Well, well, well, the Better Things in Life of course exclude such disgraceful manner as shown in populism, which is demonstrated in the behaviour of the uncivilised people, who believed that they had been the victim of a conspiracy that was aimed to hinder their regaining their once but long gone brilliance, well, well, well, perchance civilisation, to a certain degree. But I am always a doubter of civilisation past. Christopher Hitchen, well known as an atheist with an eloquent tongue, correctly writes (idea) that at the time of those "brilliant philosophers" such as Thomas Aquinas, Augustine of Hippo, Cardinal Newmann, et al, not a single person of wisdom knew of the germ theory, let alone dream of such small organisms as bacteria and viruses.
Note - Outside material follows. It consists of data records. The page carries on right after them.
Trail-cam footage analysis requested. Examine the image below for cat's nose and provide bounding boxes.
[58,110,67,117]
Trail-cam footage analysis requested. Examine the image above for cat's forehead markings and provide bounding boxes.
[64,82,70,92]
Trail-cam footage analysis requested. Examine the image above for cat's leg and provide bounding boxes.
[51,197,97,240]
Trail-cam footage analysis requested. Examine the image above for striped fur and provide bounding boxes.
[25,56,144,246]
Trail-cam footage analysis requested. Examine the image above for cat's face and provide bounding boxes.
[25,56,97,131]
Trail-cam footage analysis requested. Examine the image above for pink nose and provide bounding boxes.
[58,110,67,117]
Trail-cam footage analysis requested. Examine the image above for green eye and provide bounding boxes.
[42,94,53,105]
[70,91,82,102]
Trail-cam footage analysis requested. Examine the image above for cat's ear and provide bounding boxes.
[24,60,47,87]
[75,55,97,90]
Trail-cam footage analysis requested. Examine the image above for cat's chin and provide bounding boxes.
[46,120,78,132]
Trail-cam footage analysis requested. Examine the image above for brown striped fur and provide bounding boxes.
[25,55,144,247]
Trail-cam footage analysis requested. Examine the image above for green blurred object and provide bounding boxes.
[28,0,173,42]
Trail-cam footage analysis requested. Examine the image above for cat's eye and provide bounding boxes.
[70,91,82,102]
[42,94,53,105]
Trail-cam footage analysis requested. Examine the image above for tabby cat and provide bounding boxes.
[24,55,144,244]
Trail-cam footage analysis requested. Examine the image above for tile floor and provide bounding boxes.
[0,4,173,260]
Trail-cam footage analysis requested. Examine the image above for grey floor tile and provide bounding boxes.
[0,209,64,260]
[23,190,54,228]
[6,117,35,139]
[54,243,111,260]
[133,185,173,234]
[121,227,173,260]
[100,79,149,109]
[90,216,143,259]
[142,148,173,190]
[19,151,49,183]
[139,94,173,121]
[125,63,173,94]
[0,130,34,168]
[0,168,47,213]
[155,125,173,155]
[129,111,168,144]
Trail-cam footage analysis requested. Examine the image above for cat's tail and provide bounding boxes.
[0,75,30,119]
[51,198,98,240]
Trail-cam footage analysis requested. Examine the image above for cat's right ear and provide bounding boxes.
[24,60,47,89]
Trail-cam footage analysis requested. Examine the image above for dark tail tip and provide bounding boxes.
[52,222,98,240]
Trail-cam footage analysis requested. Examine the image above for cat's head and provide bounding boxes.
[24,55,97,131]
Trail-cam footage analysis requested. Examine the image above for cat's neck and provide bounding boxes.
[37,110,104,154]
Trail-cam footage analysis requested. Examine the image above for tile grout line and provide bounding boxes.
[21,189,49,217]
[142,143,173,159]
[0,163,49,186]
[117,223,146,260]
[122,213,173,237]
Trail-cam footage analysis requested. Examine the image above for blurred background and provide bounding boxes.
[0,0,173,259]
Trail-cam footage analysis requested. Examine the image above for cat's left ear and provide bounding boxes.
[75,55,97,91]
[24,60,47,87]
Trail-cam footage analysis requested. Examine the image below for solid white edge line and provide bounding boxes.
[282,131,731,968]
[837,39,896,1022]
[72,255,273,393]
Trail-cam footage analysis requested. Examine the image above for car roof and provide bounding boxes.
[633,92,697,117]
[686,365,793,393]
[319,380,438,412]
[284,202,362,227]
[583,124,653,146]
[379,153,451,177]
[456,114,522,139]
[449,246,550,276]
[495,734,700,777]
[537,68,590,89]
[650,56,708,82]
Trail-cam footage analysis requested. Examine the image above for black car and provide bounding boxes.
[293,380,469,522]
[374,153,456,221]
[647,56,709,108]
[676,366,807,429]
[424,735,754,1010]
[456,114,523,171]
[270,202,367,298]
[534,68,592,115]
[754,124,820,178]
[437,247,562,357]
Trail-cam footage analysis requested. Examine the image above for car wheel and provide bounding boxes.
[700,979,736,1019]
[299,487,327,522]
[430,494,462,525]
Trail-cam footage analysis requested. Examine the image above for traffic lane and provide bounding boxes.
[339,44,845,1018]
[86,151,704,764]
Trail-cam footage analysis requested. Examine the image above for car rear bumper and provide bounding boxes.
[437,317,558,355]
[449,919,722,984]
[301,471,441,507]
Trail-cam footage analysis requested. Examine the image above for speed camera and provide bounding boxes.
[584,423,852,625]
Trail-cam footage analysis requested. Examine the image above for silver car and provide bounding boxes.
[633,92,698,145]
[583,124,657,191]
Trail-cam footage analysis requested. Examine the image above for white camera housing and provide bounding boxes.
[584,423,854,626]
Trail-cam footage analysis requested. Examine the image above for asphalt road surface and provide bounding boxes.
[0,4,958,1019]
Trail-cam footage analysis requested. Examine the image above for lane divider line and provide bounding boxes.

So how intelligent their works on our world, on how the universe began, on how plants and animals evolved, and on how people will be in terms of shedding light that can lead us to fully appreciate these questions for sure? However, civilisation of the past does have attributes that are functional as much as beneficial to us modern people as the works of those ancient philosphers. European civilisation, the cradle of Christianity, served to be a repository of brilliant art and literatures. Without Christianity, European civilsiation would have been entirely different, if it ever exists, to put it more radically. In the Orient, the situation is more or less than the same. But instead of the Rennaissance, there was backward looking in most of the socities, and as a consequence, the Western civisilation becomes Civilisation.